Trainee surgeons were exposed to innumerable operative cases over many years, with supervision tailored to their needs.
This process has changed radically in recent years. Service targets and reductions in working time have reduced training opportunities for young doctors; and strong ethical imperatives have made it unacceptable for novices to learn “on patients”. Traditional approaches are therefore no longer tenable.
Simulation offers obvious benefits, especially in mastering counter intuitive techniques such as minimal access surgery.

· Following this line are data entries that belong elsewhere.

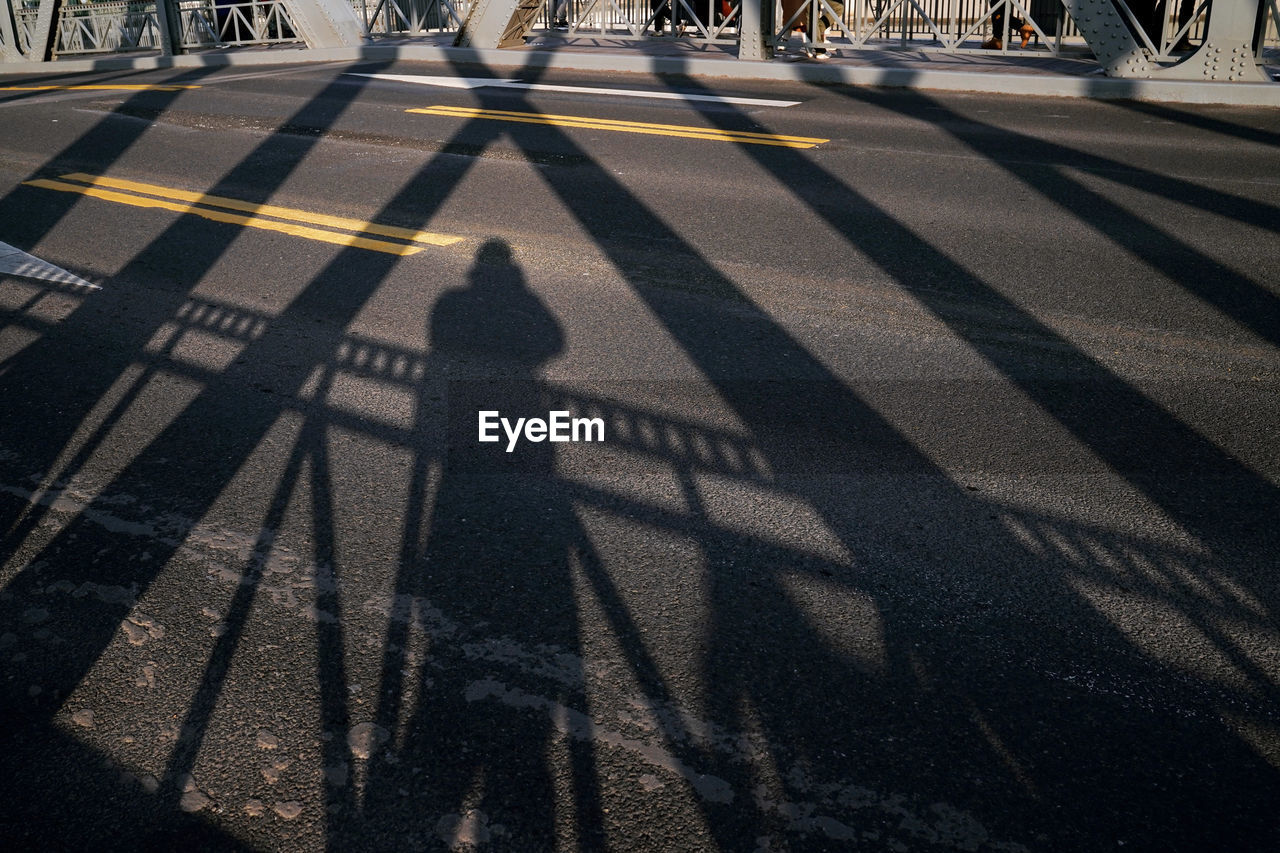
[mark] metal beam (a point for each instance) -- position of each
(1107, 35)
(9, 50)
(1226, 54)
(327, 23)
(755, 27)
(45, 39)
(170, 36)
(498, 23)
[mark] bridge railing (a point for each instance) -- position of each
(1164, 27)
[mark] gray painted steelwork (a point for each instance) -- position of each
(1129, 39)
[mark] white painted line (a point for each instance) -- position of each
(14, 261)
(493, 82)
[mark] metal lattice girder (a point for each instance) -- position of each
(46, 30)
(9, 50)
(327, 23)
(1107, 35)
(755, 30)
(1226, 53)
(498, 23)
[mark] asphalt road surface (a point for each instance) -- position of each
(932, 503)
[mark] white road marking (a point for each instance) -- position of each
(14, 261)
(494, 82)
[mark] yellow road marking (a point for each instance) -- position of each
(234, 219)
(626, 127)
(268, 210)
(127, 87)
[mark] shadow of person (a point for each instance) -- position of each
(490, 557)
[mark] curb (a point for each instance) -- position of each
(987, 82)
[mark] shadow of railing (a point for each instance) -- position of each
(798, 680)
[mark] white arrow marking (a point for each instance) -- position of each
(14, 261)
(494, 82)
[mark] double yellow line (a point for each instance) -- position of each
(332, 229)
(583, 122)
(99, 87)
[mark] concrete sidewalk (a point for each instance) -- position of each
(1011, 73)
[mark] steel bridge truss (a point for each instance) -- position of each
(1129, 37)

Three major classes of surgical simulators are recognized. Reality-based simulators are ones in which the learner interacts with solid, real-life materials and uses surgical instruments expected to be used in the operating room. Web-based simulation allows learners to interact with online curricula, exercising the cognitive aspects of surgery (e.g. what are the steps of a gallbladder removal, what surgical instruments are needed). The most technologically sophisticated class of simulator is the VR simulator, which features a computer-generated model of anatomy and requires that the learner use near similar instrumentation to interact with virtual tissue structures and models.
Non-technical skills are increasingly recognised as important in surgical practice and these can be taught alongside technical ability using simulation and structured debrief.
In summary, surgical simulation offers extraordinary opportunities to teach multiple clinical scenarios in a safe, nonhuman patient environment where performance feedback is immediate and objective.